Kondisi inflasi dan pertumbuhan ekonomi perlu terus dipantau secara cermat oleh pemerintah daerah. Hal ini penting karena stabilitas harga dan pergerakan ekonomi daerah sangat berpengaruh terhadap kesejahteraan masyarakat.
“Salah satu instrumen utama yang dapat dimaksimalkan oleh pemerintah daerah adalah melalui pengelolaan Anggaran Pendapatan dan Belanja Daerah (APBD), baik dari sisi pendapatan maupun belanja,” jelas Tito.
Menurutnya, realisasi anggaran yang tepat waktu dan tepat sasaran diyakini mampu memberikan dampak langsung terhadap peningkatan aktivitas ekonomi di daerah.
Menanggapi hal tersebut, Wali Kota Tanjungpinang Lis Darmansyah menyampaikan bahwa berdasarkan data yang dipaparkan oleh Mendagri, persentase realisasi pendapatan dan belanja daerah Kota Tanjungpinang masih berada dalam kategori stabil dan aman.
“APBD merupakan instrumen penting untuk mendorong pertumbuhan ekonomi daerah, meningkatkan daya beli masyarakat, serta menjaga stabilitas ekonomi.
Sesuai hasil data yang dipaparkan bahwa untuk Kota Tanjungpinang persentase pendapatan sebesar 7,88 persen dengan persentase belanja sebesar 6,07 persen, maka masih termasuk kategori imbang atau wajar,” kata Lis.

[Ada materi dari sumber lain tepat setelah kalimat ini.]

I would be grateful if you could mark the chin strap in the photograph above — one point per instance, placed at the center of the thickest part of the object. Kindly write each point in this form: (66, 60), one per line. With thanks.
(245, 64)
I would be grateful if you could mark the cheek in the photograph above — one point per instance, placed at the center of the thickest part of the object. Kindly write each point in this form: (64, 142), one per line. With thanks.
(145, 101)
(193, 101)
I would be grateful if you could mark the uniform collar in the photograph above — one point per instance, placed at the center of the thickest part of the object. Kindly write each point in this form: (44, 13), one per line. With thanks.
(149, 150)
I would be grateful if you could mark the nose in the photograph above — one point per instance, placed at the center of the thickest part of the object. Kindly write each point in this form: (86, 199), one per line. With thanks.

Selain itu, Pemerintah Kota Tanjungpinang juga menyatakan kesiapan mendukung berbagai program pemerintah pusat, termasuk Program 3 Juta Rumah yang bertujuan meningkatkan akses masyarakat terhadap hunian layak.
“Pemerintah Kota Tanjungpinang pada prinsipnya siap mendukung program nasional, termasuk Program 3 Juta Rumah, sebagai bagian dari upaya meningkatkan kesejahteraan masyarakat melalui penyediaan hunian yang layak,” tutupnya.